I shared a tent and 'swag' with 2 other ladies. A swag is a rolled up sleeping bag and quilt combination, with a foam mattress. The swag is protected by a canvas cover that can be waterproofed in case you're sleeping without a tent. Put 3 people into a small tent and body heat warmed it up nicely. The wonderful thing about camping so far into the wilderness is the night sky. I spent hours gazing into the Southern Sky, using a red flashlight and star charts to identify the southern stars not visible from Alaska. My tent mates did not appreciate my love of star gazing in the wee hours. They found that I was a warm furnace at night and was necessary for them to sleep in comfort. After a night's sleep under the Southern sky it's off on the next days' adventure.

Breakfast done, camels saddled, chuck wagon packed and we're on our way. Like horse back riding, it's necessary to take breaks to ease legs and backs from riding. Camels have a different motion from horses and in my opinion much more comfortable for long distances.

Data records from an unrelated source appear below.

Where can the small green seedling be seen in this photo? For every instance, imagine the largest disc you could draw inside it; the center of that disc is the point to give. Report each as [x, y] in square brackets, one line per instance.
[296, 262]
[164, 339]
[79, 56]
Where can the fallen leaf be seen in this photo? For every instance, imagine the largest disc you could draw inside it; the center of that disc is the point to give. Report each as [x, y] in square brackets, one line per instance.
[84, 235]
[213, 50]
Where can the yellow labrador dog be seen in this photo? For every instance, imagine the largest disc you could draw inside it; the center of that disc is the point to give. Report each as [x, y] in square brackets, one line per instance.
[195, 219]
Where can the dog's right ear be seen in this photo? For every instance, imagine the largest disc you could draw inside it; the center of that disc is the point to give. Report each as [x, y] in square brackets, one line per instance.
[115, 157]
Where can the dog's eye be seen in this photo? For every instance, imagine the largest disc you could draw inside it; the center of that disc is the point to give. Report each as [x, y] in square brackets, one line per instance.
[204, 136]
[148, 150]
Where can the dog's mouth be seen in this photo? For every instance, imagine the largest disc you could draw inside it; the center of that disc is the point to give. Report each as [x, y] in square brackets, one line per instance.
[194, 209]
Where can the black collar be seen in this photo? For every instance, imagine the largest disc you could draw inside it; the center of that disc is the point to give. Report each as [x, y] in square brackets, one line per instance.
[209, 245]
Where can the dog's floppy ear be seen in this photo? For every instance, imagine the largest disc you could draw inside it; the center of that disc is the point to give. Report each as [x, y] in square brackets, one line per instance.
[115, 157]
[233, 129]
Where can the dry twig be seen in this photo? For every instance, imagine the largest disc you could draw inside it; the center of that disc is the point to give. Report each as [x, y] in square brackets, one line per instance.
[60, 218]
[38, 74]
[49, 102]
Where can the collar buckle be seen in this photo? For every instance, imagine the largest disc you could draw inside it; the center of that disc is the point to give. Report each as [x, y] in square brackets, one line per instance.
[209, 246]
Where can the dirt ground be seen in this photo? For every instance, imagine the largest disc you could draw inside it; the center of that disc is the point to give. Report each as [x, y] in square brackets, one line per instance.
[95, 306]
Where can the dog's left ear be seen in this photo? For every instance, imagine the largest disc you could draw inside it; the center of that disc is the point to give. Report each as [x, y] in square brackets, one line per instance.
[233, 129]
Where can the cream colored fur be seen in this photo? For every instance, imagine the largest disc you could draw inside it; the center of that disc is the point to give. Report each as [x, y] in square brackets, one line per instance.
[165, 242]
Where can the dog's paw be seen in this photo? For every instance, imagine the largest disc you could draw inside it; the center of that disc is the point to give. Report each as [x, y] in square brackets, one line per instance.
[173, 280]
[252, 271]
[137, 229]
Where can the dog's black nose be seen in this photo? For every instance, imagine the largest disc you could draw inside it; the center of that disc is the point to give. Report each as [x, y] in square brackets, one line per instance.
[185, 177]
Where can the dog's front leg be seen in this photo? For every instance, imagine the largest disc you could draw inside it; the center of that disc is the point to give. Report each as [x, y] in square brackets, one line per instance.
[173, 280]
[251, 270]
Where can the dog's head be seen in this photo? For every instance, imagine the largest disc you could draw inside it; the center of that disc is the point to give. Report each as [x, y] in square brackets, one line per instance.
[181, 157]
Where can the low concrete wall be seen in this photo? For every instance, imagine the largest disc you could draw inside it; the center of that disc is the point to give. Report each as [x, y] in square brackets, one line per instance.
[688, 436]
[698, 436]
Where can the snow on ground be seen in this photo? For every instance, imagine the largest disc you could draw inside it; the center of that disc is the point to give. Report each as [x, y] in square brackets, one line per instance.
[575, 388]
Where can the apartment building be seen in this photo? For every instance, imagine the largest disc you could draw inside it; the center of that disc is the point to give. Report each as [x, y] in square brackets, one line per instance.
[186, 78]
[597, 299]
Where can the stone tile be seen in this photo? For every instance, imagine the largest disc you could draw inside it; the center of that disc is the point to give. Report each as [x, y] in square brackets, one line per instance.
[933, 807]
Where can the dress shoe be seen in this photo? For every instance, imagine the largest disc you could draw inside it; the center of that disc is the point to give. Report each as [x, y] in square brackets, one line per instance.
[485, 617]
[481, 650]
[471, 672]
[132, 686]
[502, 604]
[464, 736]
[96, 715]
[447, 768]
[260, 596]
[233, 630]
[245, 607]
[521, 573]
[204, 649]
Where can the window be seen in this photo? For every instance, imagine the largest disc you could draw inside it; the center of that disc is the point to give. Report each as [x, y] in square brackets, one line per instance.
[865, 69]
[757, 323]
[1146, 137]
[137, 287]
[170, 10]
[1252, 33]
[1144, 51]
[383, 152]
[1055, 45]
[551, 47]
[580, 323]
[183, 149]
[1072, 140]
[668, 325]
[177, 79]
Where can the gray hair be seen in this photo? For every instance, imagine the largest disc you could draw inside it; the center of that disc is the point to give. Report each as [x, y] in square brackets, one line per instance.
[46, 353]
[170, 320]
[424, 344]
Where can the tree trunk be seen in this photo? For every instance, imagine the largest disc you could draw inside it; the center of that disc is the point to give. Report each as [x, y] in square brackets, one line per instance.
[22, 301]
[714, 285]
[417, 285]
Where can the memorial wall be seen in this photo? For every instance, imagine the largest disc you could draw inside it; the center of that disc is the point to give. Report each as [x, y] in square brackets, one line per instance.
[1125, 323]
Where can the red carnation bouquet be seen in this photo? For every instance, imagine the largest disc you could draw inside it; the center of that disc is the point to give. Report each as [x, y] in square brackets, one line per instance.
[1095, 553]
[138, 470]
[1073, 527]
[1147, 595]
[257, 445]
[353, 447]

Lunch in the dunes. The camels carried saddle bags with water, blankets to sit on, lunch supplies for everyone, a small gas stove and a 'billy' for heating water. A 'billy' is a camp coffee pot, suspended on a tripod. When you dismount from a camel, it kneels, first the front legs, then the rear. Once you dismount, a strap is placed around one folded front leg to keep the camel from getting up. Camels can actually 'crawl' for short distances with their leg restrained.

We learned quickly to carry treats in our pockets for our mounts. And they learned just as quickly who carried them. A curious camel can knock you over looking for things in your pocket.

Our lunch stops in the dunes were only one ridge from the ocean. Miles and miles of sand and scrub brush.

The ocean we rode along. White sand beaches, no people, and the occasional tire track. The currents were straight from Antarctica. Too cold to swim in. Just like Alaska waters.